If you click on the link above it will take you to our Kickstarter Campaign page.
It’s always good to get the “ask” in early, I say. We have calculated that it is going to cost in excess of £16,000 to take Noggin up to the Edinburgh Festival. We have raised £12,000. We have a shortfall of £4,000. If you can help; anything from £1 to … well … £4,000 would be incredible. It will enable us to take Noggin to Edinburgh and beyond.
The Edinburgh Festival is the biggest shop-window in the world for performance. The Sagas of Noggin the Nog has to be there: we have to show our work to Promoters, the Press and New Audiences in order to spread the word!
Silly Vikings, Live Music, Puppets and Video Projections taken from the original 1959 film, The Sagas of Noggin the Nog is a feast for the eyes, ears … and occasionally the nose (sorry about that).
“Clever, witty and entrancing … unquestionably a hit”.
As we toured the show last year we were pleasantly surprised by the audience reaction. We knew the show was good but we were not expecting the sheer volume of “brilliants”, “amazings” and “wonderfuls” that we received from the audience and indeed the press.
“Utterly brilliant show – couldn’t praise it highly enough, so thank you very, very much!”
“That was brilliant. I wish all my friends could see it.”
We know that this “delightful, gentle and inventive show” has to be seen by more people. It is a play that crosses the generation boundary. We performed to 4 and 94 years olds. Children who had never heard of Noggin the Nog were spellbound and from e mails that we have received from many parents, their offspring are creating their own Noggin adventures at home and in school. We have also received lots of enquiries about the Noggin books and DVDs. If you look up and to the right you’ll see a link to The Dragon’s Friendly Society … click on that and you’ll find all kinds of goodies you can buy; including books and DVDs.
Peter Firmin and Oliver Postgate created The Sagas of Noggin the Nog back in the late fifties. Peter, the artist, saw the Lewis Chess Pieces at the British Museum and they became the inspiration for the stories.

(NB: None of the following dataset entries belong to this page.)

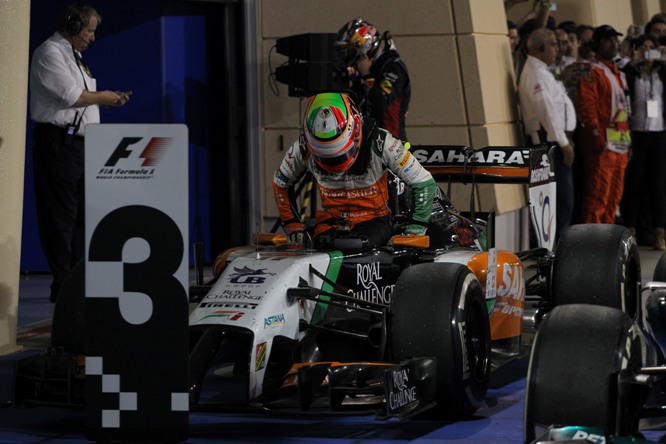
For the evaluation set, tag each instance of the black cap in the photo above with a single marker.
(604, 32)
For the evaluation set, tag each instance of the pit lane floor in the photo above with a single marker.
(499, 420)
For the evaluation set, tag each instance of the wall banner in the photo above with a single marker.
(136, 316)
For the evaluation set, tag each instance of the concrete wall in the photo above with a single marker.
(14, 31)
(617, 13)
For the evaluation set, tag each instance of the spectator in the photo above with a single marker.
(63, 100)
(563, 60)
(603, 108)
(574, 38)
(656, 28)
(585, 52)
(646, 78)
(514, 39)
(585, 32)
(549, 116)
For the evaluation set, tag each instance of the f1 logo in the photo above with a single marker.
(151, 154)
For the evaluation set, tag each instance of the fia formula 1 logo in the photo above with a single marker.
(131, 161)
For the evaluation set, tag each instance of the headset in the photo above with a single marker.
(76, 19)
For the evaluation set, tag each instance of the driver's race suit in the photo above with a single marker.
(361, 193)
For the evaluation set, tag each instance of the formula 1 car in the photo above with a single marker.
(614, 365)
(411, 327)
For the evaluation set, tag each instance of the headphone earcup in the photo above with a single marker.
(594, 46)
(74, 21)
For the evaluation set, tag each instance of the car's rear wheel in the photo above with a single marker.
(660, 269)
(439, 310)
(578, 354)
(597, 264)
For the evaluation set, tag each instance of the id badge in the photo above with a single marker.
(653, 109)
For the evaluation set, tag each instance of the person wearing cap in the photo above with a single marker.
(349, 156)
(549, 116)
(380, 78)
(604, 111)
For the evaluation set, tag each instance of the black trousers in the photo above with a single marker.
(59, 195)
(644, 177)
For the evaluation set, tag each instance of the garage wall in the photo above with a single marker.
(459, 60)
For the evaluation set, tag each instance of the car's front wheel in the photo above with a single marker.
(597, 264)
(439, 310)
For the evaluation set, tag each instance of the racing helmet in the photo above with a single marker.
(357, 36)
(332, 130)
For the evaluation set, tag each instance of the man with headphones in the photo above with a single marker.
(63, 100)
(548, 115)
(604, 110)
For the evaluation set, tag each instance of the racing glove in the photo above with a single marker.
(416, 229)
(295, 232)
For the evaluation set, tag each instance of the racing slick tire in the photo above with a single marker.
(660, 269)
(439, 310)
(597, 264)
(578, 354)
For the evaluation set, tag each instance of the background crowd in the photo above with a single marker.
(598, 95)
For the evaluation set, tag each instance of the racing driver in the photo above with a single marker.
(349, 157)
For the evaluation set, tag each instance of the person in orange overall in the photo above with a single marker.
(604, 110)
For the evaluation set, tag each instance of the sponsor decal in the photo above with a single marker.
(590, 437)
(349, 193)
(386, 86)
(260, 356)
(401, 393)
(577, 434)
(231, 315)
(234, 295)
(542, 174)
(510, 291)
(247, 275)
(460, 156)
(403, 163)
(129, 161)
(223, 305)
(463, 334)
(274, 321)
(367, 276)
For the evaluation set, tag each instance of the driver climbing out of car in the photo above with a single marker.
(349, 157)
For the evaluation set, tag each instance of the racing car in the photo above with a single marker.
(614, 366)
(409, 328)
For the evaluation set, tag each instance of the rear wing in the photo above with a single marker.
(493, 164)
(531, 165)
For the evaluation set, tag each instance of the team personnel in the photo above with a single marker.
(63, 100)
(349, 157)
(604, 111)
(549, 115)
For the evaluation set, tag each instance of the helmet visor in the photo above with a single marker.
(338, 163)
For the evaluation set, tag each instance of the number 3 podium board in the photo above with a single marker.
(136, 282)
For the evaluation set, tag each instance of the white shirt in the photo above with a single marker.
(544, 103)
(647, 87)
(56, 83)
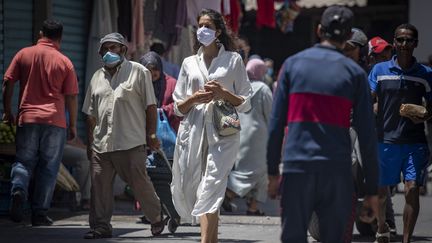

The stories were told at a slower and less frenetic pace than most TV is now. Initially this worried us a little: what if the modern audience gets bored at the gentler style of storytelling?
“What a spellbinding and magical show we enjoyed at Ilfracombe today! A truly lovely experience!”
“Today we went to see Noggin the Nog at Lighthouse in Poole. It was absolutely brilliant and very funny… if the tour is coming to a theatre near you then you should see it!”
“Just as another chorus of “when will it start” is about to begin – BOOM! Two little spines stiffen and heads whiz around to face front, craning to see. A drummer steps from behind the deceptively simple, but effective and versatile, set. My two little boys are transfixed and remain so for the duration of the performance.”
We needn’t have worried. It seems that the style and the pace of the production is just right even for modern audiences who are used to seeing TV and Films that hurtle and rush and cut from one scene to another with increasing rapidity.
“In the Lands of the North where the black rocks stand guards against the cold sea, in the dark night that is very long, the Men of the Northlands sit by their great log fires; and they tell a tale …”
So, if you are in Edinburgh for this years festival, do come and see us and say hello and if not … watch out for a new tour coming to a venue near you, next year.